Viralnya Ghozali disambut baik oleh Ridwan Kamil, Gubernur Jawa Barat. Setelah melalui eksperimen menjualkan lukisan seniman jalanan Braga yang laku 0,09 ETH setara 4,2 juta melalui marketplace OpenSea, Gubernur Jabar menjual karyanya di marketplace yang sama hasil karya berjudul “Pandemic self portrait” senilai 1 ETH (etherium) setara dengan 45,9 juta. Bahkan, Pemprov Jabar siap membuka akun khusus membantu menjualkan karya seni para pelaku ekonomi kreatif.
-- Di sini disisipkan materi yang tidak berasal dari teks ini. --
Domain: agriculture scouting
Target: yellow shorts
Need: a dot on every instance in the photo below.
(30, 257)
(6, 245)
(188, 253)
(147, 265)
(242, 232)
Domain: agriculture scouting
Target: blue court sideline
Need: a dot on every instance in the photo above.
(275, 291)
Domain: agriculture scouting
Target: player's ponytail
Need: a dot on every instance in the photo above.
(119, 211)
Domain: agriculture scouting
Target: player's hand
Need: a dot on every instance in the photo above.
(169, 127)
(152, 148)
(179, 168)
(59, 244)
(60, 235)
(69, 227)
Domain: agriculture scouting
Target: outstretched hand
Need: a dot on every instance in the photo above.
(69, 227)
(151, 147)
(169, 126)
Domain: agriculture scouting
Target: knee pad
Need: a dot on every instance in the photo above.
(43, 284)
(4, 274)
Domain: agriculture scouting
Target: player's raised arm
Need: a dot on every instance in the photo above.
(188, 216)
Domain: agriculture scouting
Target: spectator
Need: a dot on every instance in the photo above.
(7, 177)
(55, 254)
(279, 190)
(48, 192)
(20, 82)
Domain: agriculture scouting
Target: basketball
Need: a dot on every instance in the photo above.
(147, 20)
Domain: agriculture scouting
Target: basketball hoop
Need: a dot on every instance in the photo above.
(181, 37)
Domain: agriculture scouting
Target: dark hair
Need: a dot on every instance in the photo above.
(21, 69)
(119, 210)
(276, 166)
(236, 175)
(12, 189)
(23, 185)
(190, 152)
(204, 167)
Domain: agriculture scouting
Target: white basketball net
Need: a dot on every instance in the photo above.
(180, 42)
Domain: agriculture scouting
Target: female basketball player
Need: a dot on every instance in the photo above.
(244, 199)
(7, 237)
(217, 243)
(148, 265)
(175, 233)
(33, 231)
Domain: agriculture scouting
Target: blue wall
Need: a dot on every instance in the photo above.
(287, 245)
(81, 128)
Pengalaman Ghozali dan Gubernur Jabar, memberi kesan bahwa NFT telah menghadirkan peluang bagi pelaku industri kreatif untuk terlibat dalam NFT. Terutama bagi seniman, pelaku seni rupa, tarik suara, animator, konten creator video, dan sejenisnya.

Ap lagi foto atau gambar di OpenSea bisa di download oleh siapa saja. Tentu tidak mudah memang menjual di NFT, butuh keunikan karya dan orisinalitas yang tinggi. Sebab komunitas NFT mencari itu, mengingat para pemain di NFT tentu merupakan kelas menengah. yang menjadikan aset digital itu barang mewah, kebutuhan tersier dalam istilah ekonomi.

Tantangan

Mengingat NFT adalah mekanisme baru yang melibatkan akses digital, keberadaannya cukup mengundang perhatian. Perlu diingat, beberapa bulan sebelum ketenaran Ghozali, serangan terhadap mata uang Cryptocurrency bermunculan. Majelis Ulama Indonesia (MUI) mempertanyakan kehadiran Cyptocurrency, bahkan sampai menfatwakan haram. Namun, tidak perlu kahwatir sebab pada poin ke tiga MUI menfatwakan bahwa Cryptocurrency dengan underlying dibolehkan. NFT ini dapat dikatakan bagian dari Underlying tersebut. 

Orang-orang juga sering bertanya, mengapa jual beli digital tidak menyertakan barang aslinya, inilah karakteristik NFT. Bahkan, gambar di OpenSea juga dapat di simpan di komputer anda tanpa membelinya. Hal ini sangat berbeda dari marketplace online pada umumnya, seperti Tokopedia, bukalapak yang menyertakan barang aslinya dan menggunakan alat tukar rupiah.

Kehadiran dirjen pajak yang menetapkan pajak penghasilan terhadap setiap objek pajak yang menghasilkan menjadi tantangan bagi pengguna NFT. Karena, Jika NFT menghasilkan pundi-pundi rupiah, maka tetap membayar pajak sesuai dengan UU Pajak Penghasilan (PPh). Ketentuan besaran pajak mengacu pada UU PPh, semoga para pelaku NFT tetap semangat bekerja dan memperdagangkan aset digital di NFT.

Ditengah tantangan itu, NFT perlu dukungan dan keterlibatan para kerator digital untuk terus berkarya menciptakan iklim NFT yang sehat. Para kreator digital dapat memproduksi gambar animasi atau video animasi digital. Sudah selayaknya, memang ruang digital seperti NFT diisi dengan konten hasil karya digital, sehingga ruang digital menjadi lebih hidup dan bermakna.